Mulher a planear orçamento energético, com chá quente e óculos numa mesa de madeira iluminada.

Aos 62 anos, dei comigo a fazer uma coisa perfeitamente absurda.

Estava escondida na casa de banho do trabalho, sentada em cima da tampa da sanita, toda vestida, só para conseguir fechar os olhos durante três minutos, entre duas reuniões intermináveis. O telemóvel não parava de vibrar no bolso, ouvia o meu nome ao longe no corredor, e o meu corpo dava a única resposta que ainda tinha disponível: um cansaço fundo, teimoso, daqueles que não se negociam.

Na casa dos 40, eu ostentava estes dias compridos como se fossem uma medalha. “És incrível, nunca paras”, diziam-me. E eu acreditava. Confundi resistência com força.

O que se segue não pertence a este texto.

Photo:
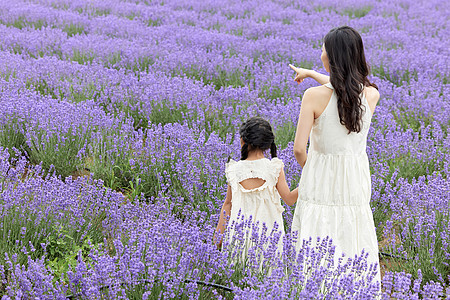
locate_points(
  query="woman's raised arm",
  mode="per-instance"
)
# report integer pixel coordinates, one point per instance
(305, 73)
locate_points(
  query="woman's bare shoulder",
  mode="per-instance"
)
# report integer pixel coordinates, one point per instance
(320, 91)
(372, 94)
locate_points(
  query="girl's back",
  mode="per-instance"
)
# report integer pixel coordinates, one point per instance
(261, 202)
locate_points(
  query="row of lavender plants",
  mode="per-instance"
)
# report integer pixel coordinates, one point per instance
(147, 97)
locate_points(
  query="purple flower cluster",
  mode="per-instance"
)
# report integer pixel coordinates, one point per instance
(146, 97)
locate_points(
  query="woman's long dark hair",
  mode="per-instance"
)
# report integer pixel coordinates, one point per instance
(257, 134)
(348, 74)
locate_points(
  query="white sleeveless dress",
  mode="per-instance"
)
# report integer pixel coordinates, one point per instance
(262, 204)
(335, 186)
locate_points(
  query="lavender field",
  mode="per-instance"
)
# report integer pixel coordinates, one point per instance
(118, 116)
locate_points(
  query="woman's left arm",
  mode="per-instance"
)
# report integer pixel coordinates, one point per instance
(304, 125)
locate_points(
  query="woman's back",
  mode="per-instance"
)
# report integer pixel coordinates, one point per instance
(335, 187)
(329, 137)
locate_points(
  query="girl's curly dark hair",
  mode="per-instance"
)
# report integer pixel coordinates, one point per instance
(257, 134)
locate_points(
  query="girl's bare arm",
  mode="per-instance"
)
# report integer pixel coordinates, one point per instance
(225, 213)
(289, 197)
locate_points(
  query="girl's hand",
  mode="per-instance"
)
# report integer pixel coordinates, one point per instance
(301, 73)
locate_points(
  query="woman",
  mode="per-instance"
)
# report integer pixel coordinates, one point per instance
(335, 187)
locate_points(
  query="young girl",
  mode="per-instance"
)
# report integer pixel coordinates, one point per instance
(255, 183)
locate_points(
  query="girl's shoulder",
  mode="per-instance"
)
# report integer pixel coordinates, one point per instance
(266, 169)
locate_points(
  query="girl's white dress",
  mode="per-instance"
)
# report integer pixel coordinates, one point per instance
(262, 204)
(335, 186)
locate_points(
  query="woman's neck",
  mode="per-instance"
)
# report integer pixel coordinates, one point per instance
(255, 154)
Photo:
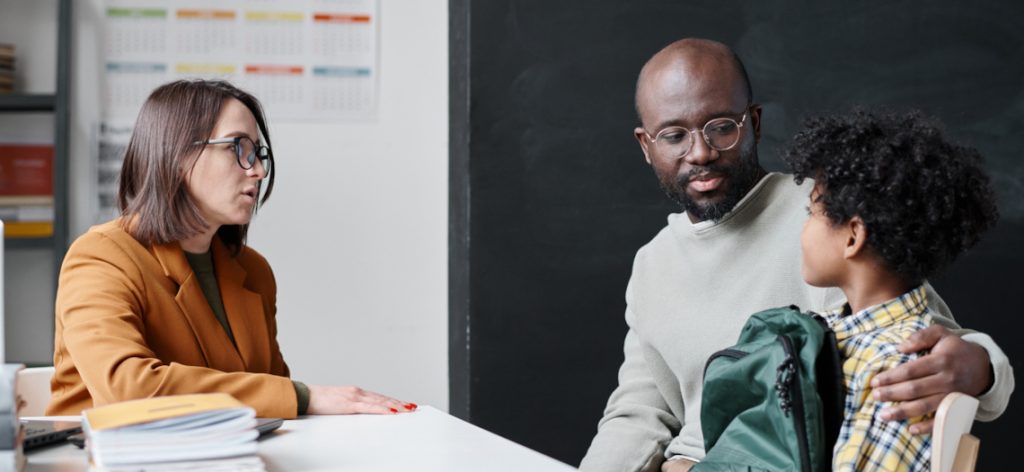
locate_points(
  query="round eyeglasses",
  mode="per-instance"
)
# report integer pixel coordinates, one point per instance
(246, 152)
(719, 133)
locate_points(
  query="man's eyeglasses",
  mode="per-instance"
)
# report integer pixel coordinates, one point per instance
(719, 133)
(246, 151)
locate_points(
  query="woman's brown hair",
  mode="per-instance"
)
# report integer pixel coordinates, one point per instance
(154, 200)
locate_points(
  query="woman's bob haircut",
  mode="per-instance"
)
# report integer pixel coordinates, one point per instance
(156, 207)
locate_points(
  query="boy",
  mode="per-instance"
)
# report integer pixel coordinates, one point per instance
(893, 203)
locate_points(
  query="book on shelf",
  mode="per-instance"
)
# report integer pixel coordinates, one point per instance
(27, 213)
(26, 170)
(28, 229)
(208, 431)
(6, 68)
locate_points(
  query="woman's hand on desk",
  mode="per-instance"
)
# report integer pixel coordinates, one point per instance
(351, 399)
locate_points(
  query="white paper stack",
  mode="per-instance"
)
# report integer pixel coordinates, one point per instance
(208, 432)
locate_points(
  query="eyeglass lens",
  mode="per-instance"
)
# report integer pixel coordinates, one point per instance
(247, 153)
(720, 133)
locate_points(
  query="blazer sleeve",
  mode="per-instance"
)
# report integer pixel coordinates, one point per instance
(100, 301)
(259, 269)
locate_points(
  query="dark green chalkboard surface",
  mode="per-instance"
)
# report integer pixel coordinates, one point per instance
(550, 197)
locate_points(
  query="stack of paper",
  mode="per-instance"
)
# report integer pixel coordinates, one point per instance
(11, 457)
(211, 431)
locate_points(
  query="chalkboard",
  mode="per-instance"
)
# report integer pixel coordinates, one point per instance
(550, 197)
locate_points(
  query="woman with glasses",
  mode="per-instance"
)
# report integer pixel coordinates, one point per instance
(168, 299)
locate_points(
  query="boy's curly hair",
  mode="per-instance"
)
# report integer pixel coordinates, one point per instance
(923, 199)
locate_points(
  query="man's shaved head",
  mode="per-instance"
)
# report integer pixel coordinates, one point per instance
(693, 54)
(683, 87)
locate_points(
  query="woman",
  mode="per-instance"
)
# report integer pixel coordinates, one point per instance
(168, 299)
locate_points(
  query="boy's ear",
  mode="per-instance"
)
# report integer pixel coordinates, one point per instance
(856, 238)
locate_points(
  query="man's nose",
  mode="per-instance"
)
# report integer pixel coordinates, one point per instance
(700, 154)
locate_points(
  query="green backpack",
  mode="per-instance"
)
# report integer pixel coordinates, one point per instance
(774, 400)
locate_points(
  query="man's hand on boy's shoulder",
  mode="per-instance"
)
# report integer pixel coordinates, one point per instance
(952, 366)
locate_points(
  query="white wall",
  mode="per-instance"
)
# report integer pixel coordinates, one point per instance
(356, 226)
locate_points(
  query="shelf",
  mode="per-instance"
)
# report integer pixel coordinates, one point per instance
(28, 243)
(24, 102)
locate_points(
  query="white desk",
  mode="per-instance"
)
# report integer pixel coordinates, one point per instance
(425, 440)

Até que, num inverno, depois de mais um dia de 12 horas que acabou comigo a comer bolachas em cima do lava-loiça, a verdade finalmente assentou.

A minha energia não tinha “desaparecido com a idade”.

Eu tinha passado décadas a quebrar a mesma regra.

Porque é que os dias longos doem tanto depois dos 60

Ao início, quase não damos por isso: a erosão é silenciosa.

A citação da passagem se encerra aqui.